Editor’s Note: editorial Opinions on behalf of the Star Tribune Editorial Board, which operates independently of the newsroom.
A leisurely stroll through the Twin Cities area’s many streets can be a wonderful experience — especially when the canopy provides shade and beauty. But this greenery doesn’t just look pretty.
Trees play a key role in climate stabilization. They provide shade and help keep streets, sidewalks and buildings cool. Trees help absorb some of the gases that cause global warming. Environmental scientists also tout their value in preventing or at least reducing flooding.
Here and across the country, researchers have found that those who live and work in “heat islands” — such as densely developed urban areas with little consideration for green space — experience more heat-related illnesses, higher utility costs And pollution that exacerbates conditions such as heart disease, asthma and other respiratory diseases.
A recent news story in the Star Tribune describes how tree reductions in some communities can deprive residents of important benefits. Areas most affected by tree shortages tend to have lower incomes and more people of color.
It is important to spread the word, raise awareness and encourage friends and neighbors to plant more trees in the field. Owners must learn more about tree planting rules and available resources to help them.
According to the Metropolitan Commission, tree canopy differences can be stark across neighborhoods. In Minneapolis, for example, coverage in the wealthier Southwest neighborhoods is about 38 percent, while some areas in the North Side are 20 percent or less. Similar differences exist in St. Petersburg. Paul. The Highland Park neighborhood has 43 percent canopy, compared to 23 percent in Frogtown.
In North Minneapolis in 2011, a tornado swept through the community and destroyed 150 acres of trees. After more than 10 years, many of these trees have not been replaced. Costs, maintenance, reluctant landowners and landlords, competing dreams for limited space, and invasive pests are hindering canopy restoration.
The report, “Growing Shadows,” identifies metropolitan areas that the Metropolitan Commission deems environmental injustice, as well as other areas where insufficient tree cover raises public health and climate change concerns. The research also provides good guidance for actions cities and nonprofits can take.
“The trees are unevenly distributed in the area. There is real inequity,” said Ellen Esch, a data scientist at the Metropolitan Commission. “It’s going to make a big difference … not just for individuals, but for liveability, prosperity and everything in our region.”
For help, residents can turn to organizations like Green Minneapolis, a nonprofit focused on natural spaces that hopes to increase the area’s canopy by 30 percent by planting and maintaining existing trees. In August, Minneapolis Mayor Jacob Frey created a new position to expand reforestation.
in St.

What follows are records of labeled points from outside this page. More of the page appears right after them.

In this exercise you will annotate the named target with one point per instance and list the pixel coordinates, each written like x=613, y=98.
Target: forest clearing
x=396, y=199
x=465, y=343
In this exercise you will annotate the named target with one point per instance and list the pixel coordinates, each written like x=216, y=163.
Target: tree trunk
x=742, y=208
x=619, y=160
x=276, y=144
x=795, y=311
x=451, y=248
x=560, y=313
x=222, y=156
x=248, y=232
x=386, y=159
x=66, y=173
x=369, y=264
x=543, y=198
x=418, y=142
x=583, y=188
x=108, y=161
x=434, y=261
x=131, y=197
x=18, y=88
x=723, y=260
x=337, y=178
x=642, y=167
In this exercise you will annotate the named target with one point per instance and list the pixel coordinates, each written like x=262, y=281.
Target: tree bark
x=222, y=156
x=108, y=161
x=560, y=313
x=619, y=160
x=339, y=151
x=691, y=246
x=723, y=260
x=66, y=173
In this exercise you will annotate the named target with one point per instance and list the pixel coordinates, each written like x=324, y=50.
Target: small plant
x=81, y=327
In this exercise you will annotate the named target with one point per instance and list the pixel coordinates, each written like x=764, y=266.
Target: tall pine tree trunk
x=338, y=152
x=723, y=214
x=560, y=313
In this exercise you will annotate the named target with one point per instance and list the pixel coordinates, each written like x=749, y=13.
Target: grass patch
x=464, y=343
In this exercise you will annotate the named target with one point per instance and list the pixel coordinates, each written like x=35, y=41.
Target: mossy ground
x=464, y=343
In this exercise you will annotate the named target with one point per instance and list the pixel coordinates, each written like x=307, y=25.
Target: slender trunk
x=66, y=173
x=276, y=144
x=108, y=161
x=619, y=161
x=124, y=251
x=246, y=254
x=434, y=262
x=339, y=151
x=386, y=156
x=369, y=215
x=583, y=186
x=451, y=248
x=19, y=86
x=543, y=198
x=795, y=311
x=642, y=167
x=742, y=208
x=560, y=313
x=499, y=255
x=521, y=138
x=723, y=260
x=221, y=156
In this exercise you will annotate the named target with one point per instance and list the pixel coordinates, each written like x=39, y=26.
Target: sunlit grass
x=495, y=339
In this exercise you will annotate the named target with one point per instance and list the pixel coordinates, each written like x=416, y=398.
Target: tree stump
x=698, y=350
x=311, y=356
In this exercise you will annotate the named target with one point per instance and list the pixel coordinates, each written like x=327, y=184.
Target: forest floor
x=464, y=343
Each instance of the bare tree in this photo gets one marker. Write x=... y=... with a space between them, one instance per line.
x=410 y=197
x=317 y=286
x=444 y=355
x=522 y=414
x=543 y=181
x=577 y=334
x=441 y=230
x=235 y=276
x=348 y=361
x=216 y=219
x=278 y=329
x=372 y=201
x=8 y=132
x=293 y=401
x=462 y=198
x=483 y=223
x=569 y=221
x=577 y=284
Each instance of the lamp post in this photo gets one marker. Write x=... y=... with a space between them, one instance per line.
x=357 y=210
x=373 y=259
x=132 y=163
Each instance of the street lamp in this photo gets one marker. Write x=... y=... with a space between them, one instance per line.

Paul, Frogtown Green promotes the economic benefits of trees to landlords and property owners. So far, they have planted 600 trees and aim to plant 1,000 trees by 2025. The City of St. Louis Park provides trees to residents through a partnership with the Tree Trust, an organization that advises arborists and workers who help plant trees.
Other cities have similar programs — some of which offer trees for free or at low cost. Residents should take advantage of these efforts and encourage others to “green” their neighborhoods.